America's Kristallnacht

Recent events have motivated me to present my opinion on three things are going on in this country at the same time.  If the public is not careful,  the result can be terrible:

 
1) The covid-19 pandemic has crippled much of the economy especially of the lower middle class of all races,  and killed a disproportionate number of African Americans, while many young white Americans are not experiencing a major illness and are frustrated by the barriers put up in the society. 


2) a Minneapolis police officer,  with a long record of disciplinary problems,  killed a black man in the line of duty whom he worked with,  and probably had a beef with in another setting.  This triggered a particularly negative image of police/black relations and activated protests that were also aimed at the president’s racist taunts over months.


3) Exploiting this, unknown groups have systematically arranged looting of various locations in major cities,  and set up staged fires and “civil disobedience” carefully orchestrated for the media,  who are only too happy to run this footage with angry headlines.  


Who are the protestors and who are the looters?  Most of the protests in cities other than Minneapolis where police charged them,  have been peaceful and easily dispersed.  This was true of the first few days in LA as well.     If we look at the coordination and planning of the looting,  it is clear that, at least in LA,  it is targeted: carried out rapidly away from police focused on demonstrations,  and evaporating when police arrive.  These are thefts,  and they are targeted to locations with movable goods.  We see images of young black and white males carrying out boxes of t-shirts, etc.  What will they do with them?  Who would benefit from this?  Are poor young men doing this to get  money?   Do they care that they are disrupting the the protest?  Who is paying them?  Black groups do not benefit from the image of blacks as criminals.
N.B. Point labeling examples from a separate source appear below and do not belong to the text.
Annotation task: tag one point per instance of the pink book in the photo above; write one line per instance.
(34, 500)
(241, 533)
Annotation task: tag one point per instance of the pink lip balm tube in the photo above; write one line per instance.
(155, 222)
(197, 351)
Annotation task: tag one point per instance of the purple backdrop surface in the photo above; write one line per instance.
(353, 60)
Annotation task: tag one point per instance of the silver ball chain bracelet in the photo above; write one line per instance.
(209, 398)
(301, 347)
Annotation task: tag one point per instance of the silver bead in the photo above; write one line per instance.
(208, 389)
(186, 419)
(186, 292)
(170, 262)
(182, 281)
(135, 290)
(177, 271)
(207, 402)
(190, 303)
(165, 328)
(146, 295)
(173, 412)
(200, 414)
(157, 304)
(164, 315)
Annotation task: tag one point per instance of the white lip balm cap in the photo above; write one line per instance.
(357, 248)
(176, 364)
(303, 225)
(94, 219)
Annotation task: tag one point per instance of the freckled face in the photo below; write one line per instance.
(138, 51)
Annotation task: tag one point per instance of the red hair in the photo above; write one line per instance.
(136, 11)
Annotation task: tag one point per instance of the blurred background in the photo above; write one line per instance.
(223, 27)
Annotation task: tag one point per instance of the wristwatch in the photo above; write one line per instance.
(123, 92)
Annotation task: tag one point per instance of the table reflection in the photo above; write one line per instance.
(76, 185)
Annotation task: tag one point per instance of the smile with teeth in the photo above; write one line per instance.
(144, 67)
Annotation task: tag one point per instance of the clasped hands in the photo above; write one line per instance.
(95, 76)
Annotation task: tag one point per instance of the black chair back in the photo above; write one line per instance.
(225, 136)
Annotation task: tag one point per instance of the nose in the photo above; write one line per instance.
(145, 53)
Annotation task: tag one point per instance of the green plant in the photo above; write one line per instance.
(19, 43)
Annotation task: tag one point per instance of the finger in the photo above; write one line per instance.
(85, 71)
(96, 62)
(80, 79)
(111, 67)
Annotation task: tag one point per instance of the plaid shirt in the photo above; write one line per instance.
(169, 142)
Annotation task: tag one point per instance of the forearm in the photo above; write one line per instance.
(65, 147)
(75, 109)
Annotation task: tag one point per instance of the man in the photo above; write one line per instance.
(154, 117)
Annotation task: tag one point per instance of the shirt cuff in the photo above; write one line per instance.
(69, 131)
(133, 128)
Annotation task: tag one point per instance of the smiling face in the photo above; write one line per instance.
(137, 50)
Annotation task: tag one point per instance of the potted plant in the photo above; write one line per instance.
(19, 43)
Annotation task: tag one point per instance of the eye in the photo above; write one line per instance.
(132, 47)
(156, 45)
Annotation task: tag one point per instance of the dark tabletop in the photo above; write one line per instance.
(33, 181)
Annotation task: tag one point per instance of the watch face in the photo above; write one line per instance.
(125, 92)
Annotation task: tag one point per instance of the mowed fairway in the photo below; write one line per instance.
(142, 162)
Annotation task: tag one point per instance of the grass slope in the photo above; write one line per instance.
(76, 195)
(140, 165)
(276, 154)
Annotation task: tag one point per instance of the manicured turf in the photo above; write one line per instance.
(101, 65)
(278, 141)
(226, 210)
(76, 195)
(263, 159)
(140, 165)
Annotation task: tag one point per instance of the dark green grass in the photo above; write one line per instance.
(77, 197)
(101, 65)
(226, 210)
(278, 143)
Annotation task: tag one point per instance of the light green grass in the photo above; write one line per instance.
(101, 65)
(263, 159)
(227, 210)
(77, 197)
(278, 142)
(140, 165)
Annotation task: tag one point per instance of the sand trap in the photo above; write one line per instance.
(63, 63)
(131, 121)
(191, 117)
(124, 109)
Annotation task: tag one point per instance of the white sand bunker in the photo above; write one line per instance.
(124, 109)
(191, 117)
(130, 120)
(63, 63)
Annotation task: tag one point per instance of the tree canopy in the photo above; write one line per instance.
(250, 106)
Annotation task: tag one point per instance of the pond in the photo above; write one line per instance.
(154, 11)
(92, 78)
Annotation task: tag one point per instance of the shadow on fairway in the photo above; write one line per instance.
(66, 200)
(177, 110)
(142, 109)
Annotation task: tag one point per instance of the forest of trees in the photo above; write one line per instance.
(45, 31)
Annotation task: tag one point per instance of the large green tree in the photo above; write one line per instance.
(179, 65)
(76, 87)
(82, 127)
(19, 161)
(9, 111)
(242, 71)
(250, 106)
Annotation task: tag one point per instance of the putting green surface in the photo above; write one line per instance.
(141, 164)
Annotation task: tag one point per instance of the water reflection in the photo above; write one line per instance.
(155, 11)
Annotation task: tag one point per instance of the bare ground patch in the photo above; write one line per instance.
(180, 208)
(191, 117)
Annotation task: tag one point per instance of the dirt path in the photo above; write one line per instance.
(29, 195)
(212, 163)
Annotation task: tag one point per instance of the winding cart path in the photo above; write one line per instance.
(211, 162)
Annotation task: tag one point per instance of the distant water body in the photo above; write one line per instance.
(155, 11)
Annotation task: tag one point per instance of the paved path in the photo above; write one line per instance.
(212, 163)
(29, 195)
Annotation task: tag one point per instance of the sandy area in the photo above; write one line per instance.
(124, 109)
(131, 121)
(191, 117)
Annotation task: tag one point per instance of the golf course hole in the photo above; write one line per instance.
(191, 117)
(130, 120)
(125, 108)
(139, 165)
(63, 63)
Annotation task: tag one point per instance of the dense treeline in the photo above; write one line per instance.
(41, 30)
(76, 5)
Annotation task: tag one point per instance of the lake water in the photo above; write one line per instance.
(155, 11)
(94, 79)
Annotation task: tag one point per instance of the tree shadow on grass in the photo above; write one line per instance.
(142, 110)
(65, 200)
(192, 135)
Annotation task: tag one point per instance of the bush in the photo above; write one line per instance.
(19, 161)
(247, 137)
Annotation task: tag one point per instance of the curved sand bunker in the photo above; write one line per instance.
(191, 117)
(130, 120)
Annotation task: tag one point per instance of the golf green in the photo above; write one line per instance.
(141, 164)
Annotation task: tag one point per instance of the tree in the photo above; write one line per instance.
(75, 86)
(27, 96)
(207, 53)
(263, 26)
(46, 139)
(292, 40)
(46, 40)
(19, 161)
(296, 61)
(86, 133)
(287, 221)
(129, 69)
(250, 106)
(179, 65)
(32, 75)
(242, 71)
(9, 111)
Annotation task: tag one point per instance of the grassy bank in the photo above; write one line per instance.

Are right wing groups creating the diversion to discredit the protests and make it seem that blacks are out of control and the police must do whatever they can?  If you want to know who is organizing the looting,  look at who benefits.  

 
    At the white house,  and again in Minneapolis police cars or other objects were set on fire, but never associated with the actual message of the protest.  The media are mesmerized by videos of the fires and keep attention on them instead of the message.  This is the failure of the media to present the full understanding of the situation,  preferring the dramatic images that capture more eyeballs.  This plays into the right wing agenda, even media that oppose it!  America, is this your “kristallnacht”,  the moment when the right creates disorder to prove that the country must be taken over and democracy suspended?  If we are not careful,  the US will drift from “banana republic” to fascist state.  The president is not favored to be re-elected, and this police killing has mobilized the black community against him.  Can the right manipulate the media to reverse the message? 
   Black Lives Matter organizers affirm that they have directed the protests to areas of high economic value white businesses,  like Macys in NYC,  and Santa Monica in LA.  It is a clear statement that rich whites will care more about economic attack in their favored world than about black businesses burning,  or about black deaths.  It is a sad truth that attacking Luis Vuitton is a major crisis while the deaths of black teens and children are not. 
   We are seeing more white youths demonstrating with blacks this time.  What has changed?  The economic future of young white men and women is starting to deteriorate in the way that African Americans have suffered for generations.  Suddenly economic suppression is a reality for much of the society.  And opiate addiction not far behind.  Which side will capture the narrative and direct the future of the society?  Only time will tell.